Nun also Wien. Vier Menschen wurden dort im Namen des Propheten getötet, und plötzlich müssen die Corona-Krise und die US-Präsidentschaftswahl für ein paar Stunden ein wenig Platz in den Medien für den islamistischen Terror räumen. Die Redaktionen reagieren professionell, die politischen Verantwortungsträger routiniert, die Textbausteine liegen – schon etwas abgegriffen – bereit, denn der Ablauf ähnelt sich seit Jahren. Diese Kontinuität, wie auch die Folgenlosigkeit der nach jedem Anschlag zu Schau gestellten politischen Entschlossenheit, lässt viele Beobachter der Zeitläufte auf eine neue Anschlags-Nachricht mit einer Mischung aus Erschrecken und Ermüdung reagieren.
Doch vielleicht verführt einen diese Ermüdung dazu, etwas zu übersehen. Bei aller Routine scheint sich etwas zu verändern. Es war schon bemerkenswert, dass Frankreichs Präsident Emmanuel Macron nach dem islamistischen Mord an dem Lehrer Samuel Paty nicht auf verbales Appeasement gegenüber Islamideologen setzte, sondern im Gegenteil dazu aufrief, sein Land und dessen Werte gegen Islamisten zu verteidigen. Und er nimmt dabei bewusst auch die Demonstrationen und Boykottaufrufe fast der gesamten islamischen Welt in Kauf.
Die offiziellen deutschen Betroffenheitsäußerungen waren nach den Anschlägen von Paris und Nizza allerdings so rücksichtsvoll wie gewohnt. Jede Erwähnung der Weltanschauung, die die Mörder motivierte, wurde tunlichst vermieden. Immerhin ist der Satz „Das hat nichts mit dem Islam zu tun“ inzwischen offenbar aus dem Textbausteinkasten aussortiert worden.
Jetzt, am Morgen nach den islamistischen Mordanschlägen in Wien, zeigt sich aber wiederum eine Veränderung in den Sprechblasen. Nicht in den Sätzen, die Anteilnahme vermitteln sollen, aber bei allem, was als politische Ansage verstanden werden soll.

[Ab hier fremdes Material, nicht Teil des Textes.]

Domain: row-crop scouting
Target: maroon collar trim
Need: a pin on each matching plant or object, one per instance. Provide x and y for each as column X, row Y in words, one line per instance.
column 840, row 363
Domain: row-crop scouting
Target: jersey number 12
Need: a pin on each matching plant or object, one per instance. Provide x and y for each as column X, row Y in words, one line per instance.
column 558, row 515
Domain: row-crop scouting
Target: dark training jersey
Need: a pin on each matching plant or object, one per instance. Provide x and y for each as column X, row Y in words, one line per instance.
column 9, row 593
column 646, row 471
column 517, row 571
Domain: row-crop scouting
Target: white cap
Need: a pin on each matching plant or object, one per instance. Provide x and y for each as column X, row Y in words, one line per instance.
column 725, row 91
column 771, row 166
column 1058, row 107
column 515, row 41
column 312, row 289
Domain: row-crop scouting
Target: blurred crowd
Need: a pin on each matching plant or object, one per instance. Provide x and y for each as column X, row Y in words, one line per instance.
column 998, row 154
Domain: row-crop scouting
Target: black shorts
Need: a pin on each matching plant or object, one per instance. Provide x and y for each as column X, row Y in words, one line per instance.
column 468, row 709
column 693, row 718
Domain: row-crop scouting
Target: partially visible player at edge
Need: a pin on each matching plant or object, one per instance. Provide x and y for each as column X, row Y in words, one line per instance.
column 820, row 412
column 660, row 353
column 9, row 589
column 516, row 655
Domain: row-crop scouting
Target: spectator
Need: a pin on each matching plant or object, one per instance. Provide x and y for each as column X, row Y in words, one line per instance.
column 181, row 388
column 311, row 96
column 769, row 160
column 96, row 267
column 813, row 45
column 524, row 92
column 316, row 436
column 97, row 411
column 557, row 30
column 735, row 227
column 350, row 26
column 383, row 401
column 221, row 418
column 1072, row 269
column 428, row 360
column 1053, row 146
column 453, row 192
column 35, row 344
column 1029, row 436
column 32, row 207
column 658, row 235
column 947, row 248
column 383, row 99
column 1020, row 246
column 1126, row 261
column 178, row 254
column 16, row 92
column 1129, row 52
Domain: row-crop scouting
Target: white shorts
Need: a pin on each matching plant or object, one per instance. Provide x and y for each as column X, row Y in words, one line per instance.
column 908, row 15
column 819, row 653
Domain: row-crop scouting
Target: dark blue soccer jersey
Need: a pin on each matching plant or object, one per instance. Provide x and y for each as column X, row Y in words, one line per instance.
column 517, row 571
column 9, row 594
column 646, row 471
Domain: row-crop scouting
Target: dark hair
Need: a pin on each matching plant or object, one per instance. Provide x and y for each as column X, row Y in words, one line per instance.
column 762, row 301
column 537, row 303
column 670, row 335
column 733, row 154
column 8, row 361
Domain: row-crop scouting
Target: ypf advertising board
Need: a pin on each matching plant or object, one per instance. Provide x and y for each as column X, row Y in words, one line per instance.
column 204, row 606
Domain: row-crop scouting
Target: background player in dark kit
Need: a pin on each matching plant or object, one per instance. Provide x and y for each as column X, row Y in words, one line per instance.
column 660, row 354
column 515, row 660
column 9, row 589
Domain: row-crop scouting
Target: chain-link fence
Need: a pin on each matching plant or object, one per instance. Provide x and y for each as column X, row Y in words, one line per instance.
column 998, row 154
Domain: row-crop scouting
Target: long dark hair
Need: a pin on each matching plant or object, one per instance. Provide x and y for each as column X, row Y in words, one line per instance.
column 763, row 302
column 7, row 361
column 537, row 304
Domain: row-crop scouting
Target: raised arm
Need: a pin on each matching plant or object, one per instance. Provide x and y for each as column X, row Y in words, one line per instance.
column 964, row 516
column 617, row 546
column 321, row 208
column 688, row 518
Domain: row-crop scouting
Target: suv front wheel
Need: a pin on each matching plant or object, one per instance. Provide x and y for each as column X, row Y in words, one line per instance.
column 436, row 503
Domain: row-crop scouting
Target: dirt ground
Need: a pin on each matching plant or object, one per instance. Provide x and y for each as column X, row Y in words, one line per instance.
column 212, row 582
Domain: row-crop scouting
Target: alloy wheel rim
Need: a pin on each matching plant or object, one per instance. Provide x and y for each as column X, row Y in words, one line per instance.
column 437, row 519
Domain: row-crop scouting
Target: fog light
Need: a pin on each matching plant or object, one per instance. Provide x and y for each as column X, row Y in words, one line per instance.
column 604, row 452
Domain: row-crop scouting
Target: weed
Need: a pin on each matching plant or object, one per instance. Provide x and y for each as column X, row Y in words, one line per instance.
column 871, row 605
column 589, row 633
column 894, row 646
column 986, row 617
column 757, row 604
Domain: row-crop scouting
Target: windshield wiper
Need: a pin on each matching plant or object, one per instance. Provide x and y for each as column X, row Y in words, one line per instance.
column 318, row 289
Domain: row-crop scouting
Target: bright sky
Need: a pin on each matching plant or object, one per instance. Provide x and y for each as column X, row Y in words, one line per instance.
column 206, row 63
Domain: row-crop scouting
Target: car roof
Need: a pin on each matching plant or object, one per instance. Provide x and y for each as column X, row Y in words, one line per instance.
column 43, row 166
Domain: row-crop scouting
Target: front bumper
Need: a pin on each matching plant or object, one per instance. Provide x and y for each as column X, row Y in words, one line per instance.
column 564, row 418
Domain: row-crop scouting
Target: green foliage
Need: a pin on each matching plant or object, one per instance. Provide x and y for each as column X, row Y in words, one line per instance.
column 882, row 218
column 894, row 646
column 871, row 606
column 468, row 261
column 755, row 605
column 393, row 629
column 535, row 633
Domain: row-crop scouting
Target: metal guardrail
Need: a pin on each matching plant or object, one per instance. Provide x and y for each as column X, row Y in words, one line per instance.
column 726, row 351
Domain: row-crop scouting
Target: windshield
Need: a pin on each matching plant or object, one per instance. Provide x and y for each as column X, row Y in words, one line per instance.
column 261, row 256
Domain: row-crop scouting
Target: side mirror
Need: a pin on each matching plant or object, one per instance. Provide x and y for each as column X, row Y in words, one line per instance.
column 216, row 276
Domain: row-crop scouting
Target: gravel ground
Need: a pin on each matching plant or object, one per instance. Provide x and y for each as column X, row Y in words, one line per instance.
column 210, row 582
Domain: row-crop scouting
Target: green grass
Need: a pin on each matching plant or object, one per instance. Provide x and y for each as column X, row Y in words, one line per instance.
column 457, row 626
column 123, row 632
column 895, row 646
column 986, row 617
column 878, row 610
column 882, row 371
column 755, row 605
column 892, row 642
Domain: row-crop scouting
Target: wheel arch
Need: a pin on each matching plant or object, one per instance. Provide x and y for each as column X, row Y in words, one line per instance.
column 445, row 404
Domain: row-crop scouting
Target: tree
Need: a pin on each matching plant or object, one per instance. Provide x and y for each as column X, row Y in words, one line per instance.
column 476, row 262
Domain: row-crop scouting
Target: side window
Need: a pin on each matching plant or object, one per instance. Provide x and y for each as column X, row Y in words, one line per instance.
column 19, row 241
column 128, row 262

„Unser gemeinsamer Feindbild“
Der französische Präsident Macron gab sich wieder kämpferisch: "Nach Frankreich ist es ein befreundetes Land, das angegriffen wird. Dies ist unser Europa. Unsere Feinde müssen wissen, mit wem sie es zu tun haben. Wir werden nicht nachgeben." Das war vielleicht erwartbar. Aber was die deutsche Bundeskanzlerin Angela Merkel, die nun wahrlich nicht für prägnanten Klartext bekannt ist, heute erklärt, lässt aufmerken: „Der islamistische Terror ist unser gemeinsamer Feind. Der Kampf gegen diese Mörder und ihre Anstifter ist unser gemeinsamer Kampf.“
Ein solcher Satz und das schon so früh, das hat es von der Bundeskanzlerin nach einem islamistischen Anschlag noch nicht gegeben. Wer sich noch an den Angriff auf den Weihnachtsmarkt auf dem Berliner Breitscheidplatz vor knapp vier Jahren erinnert, weiß, dass am Morgen danach kein politischer Verantwortungsträger von einem islamistischen Anschlag sprach. Es dauerte, bis – gewohnt verschämt – der ideologische Hintergrund der Morde Erwähnung fand. Was ist heute anders? Folgt Merkel einfach der Macron-Linie? Glaubt auch das Kanzlerin-Team inzwischen nicht mehr daran, dass sich die Bevölkerung mit Appeasement-Worten beruhigen lässt? Hierin ein Zeichen für einen tatsächlichen Kurswechsel zu sehen, wäre wohl eine deutlich übertriebene politische Astrologie.
Außenminister Heiko Maas hat sich am Dienstagmorgen dieser Sprechblasen-Reform noch nicht angeschlossen und twitterte aus dem Textbausteinkasten lediglich: „Wir dürfen nicht dem Hass weichen, der unsere Gesellschaften spalten soll.“ Vielleicht ändert sich das ja noch.
Nun ändern erneuerte Sprechblasen noch nichts an der Politik. Ein kleines Zeichen sind sie dennoch. Denn sie zeigen, an welchen Stellen die politische Klasse versteht, dass bisherige Beruhigungsstrategien nicht mehr greifen. Bis sie auch versteht, dass nicht nur Worte und Kommunikation verändert werden müssen, ist es sicher ein langer Weg. Aber vielleicht ist es eine ganz kleine Motivation, sich angesichts all der abscheulichen und niederschmetternden Nachrichten nicht schweigend der verständlichen Ermüdung hinzugeben.